More

mikemike · on Nov 13, 2024

A good read if you want to learn (more than you ever wanted) about stack frame unwinding in conjunction with a JIT compiler.

The only correction I have: LuaJIT _does_ have 64 bit integers, e.g. 0x0123456789abcdefLL.

gnurizen · on Nov 13, 2024

Thanks for the kind words Mike, will correct ASAP! Kinda surprised that’s the only thing I got wrong, thanks for taking the time to read it.

mikemike · on Aug 27, 2023

This is conjecture. OTOH I measured while I designed the LuaJIT IR.

1. An array index is just as suitable as a pointer for dereferencing. 2. What matters is how many dereferences are needed and their locality. 3. Data structure density is important to get high cache utilization.

References show a lot of locality: 40% of all IR operands reference the previous node. 70% reference the previous 10 nodes. A linear IR is the best cache-optimized data structure for this.
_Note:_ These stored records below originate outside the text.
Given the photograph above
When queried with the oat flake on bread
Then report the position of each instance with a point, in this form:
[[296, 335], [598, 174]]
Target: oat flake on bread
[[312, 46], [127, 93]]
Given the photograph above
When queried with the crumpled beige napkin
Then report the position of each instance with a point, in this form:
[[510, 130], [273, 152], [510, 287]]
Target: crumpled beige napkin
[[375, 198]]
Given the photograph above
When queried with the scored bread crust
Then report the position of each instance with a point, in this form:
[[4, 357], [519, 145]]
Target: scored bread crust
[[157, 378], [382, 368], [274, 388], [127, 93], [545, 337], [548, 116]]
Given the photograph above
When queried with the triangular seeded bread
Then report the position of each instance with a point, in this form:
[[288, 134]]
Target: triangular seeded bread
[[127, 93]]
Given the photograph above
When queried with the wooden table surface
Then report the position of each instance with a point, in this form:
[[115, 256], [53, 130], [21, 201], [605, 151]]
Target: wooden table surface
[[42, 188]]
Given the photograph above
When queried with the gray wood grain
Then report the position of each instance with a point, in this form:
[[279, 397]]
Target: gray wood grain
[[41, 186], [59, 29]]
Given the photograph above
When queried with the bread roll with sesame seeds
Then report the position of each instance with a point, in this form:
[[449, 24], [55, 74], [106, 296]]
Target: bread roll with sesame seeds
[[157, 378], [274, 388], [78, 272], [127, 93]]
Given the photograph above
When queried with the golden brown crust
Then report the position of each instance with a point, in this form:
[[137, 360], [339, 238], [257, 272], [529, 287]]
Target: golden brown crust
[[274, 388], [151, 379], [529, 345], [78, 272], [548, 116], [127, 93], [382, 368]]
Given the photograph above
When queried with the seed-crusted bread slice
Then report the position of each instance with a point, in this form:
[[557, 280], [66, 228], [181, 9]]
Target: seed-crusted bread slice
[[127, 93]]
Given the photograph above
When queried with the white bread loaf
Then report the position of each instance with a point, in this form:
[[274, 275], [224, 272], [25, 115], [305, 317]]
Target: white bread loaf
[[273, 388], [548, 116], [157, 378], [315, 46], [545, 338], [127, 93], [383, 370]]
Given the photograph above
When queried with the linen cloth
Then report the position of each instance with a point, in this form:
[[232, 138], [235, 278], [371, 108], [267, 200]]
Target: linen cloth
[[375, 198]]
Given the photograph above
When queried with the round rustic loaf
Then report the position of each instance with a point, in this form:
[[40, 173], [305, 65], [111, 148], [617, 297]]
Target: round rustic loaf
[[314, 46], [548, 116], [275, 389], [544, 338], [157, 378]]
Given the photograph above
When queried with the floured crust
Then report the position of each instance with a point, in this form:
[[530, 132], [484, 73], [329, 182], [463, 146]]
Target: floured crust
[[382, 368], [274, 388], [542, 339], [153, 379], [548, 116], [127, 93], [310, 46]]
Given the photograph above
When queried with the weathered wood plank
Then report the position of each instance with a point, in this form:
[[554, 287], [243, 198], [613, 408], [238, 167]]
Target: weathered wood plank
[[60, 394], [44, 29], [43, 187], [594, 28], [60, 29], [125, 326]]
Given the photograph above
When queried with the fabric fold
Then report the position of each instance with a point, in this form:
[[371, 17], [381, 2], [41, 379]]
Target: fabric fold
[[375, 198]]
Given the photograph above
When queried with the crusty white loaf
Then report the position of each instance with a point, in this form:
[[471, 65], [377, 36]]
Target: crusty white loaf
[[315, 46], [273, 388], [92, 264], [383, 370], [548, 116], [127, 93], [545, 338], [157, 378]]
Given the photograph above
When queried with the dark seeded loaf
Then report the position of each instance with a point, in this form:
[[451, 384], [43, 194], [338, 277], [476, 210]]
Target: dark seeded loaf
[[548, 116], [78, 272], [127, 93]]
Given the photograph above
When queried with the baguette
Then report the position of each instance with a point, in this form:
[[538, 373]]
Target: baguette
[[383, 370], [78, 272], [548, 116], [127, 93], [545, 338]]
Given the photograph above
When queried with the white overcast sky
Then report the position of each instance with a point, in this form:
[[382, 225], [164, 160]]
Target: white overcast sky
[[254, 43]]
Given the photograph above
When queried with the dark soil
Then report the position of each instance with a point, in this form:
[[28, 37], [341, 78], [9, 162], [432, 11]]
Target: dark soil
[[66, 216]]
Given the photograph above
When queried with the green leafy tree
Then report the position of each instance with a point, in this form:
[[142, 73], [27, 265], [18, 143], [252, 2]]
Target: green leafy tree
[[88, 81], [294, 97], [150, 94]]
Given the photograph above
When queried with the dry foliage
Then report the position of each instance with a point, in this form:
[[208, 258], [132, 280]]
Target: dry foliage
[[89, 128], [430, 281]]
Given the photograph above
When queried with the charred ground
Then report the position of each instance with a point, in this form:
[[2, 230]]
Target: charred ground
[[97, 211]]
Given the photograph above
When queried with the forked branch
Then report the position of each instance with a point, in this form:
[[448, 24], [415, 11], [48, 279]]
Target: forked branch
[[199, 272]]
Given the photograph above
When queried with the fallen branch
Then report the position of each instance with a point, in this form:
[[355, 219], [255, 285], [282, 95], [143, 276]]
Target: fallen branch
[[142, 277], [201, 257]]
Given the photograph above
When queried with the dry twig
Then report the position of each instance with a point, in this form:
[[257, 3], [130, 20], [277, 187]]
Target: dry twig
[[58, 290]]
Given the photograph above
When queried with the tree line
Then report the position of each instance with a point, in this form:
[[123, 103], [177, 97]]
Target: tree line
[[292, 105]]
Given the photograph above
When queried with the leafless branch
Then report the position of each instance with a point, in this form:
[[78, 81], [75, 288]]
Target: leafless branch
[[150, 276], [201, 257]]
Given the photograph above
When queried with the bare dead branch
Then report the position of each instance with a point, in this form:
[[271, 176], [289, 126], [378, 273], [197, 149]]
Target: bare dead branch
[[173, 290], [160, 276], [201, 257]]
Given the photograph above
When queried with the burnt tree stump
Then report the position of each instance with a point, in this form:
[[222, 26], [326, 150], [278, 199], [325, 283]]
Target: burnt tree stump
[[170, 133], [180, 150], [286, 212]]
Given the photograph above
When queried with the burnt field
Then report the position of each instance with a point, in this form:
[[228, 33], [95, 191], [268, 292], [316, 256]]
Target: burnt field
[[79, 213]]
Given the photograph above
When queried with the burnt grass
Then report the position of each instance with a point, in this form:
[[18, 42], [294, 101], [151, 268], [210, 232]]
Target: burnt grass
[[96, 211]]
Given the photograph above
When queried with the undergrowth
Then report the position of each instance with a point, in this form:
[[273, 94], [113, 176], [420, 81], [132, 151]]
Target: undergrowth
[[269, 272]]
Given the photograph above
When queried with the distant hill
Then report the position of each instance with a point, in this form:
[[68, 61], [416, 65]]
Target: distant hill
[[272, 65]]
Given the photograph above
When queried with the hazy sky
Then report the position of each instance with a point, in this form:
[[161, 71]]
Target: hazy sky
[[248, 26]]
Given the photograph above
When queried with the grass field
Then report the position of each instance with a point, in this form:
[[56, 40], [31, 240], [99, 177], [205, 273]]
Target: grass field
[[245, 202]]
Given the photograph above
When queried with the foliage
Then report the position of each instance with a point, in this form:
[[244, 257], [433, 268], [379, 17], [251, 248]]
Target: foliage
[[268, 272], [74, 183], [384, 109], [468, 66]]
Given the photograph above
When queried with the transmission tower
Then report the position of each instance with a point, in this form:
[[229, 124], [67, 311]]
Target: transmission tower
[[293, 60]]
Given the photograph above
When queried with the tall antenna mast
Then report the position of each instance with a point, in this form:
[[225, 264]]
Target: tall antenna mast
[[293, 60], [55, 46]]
That said, dereferencing of an operand happens less often than one might think. Most of the time, one really needs the operand index itself, e.g. for hashes or comparisons. Again, indexes have many advantages over pointers here.

What paid off the most was to use a fixed size IR instruction format (only 64 bit!) with 2 operands and 16 bit indexes. The restriction to 2 operands is actually beneficial, since it helps with commoning and makes you think about IR design. The 16 bit index range is not a limitation in practice (split IR chunks, if you need to). The high orthogonality of the IR avoids many iterations and unpredictable branches in the compiler itself.

The 16 bit indexes also enable the use of tagged references in the compiler code (not in the IR). The tag caches node properties: type, flags, constness. This avoids even more dereferences. LuaJIT uses this in the front pipeline for fast type checks and on-the-fly folding.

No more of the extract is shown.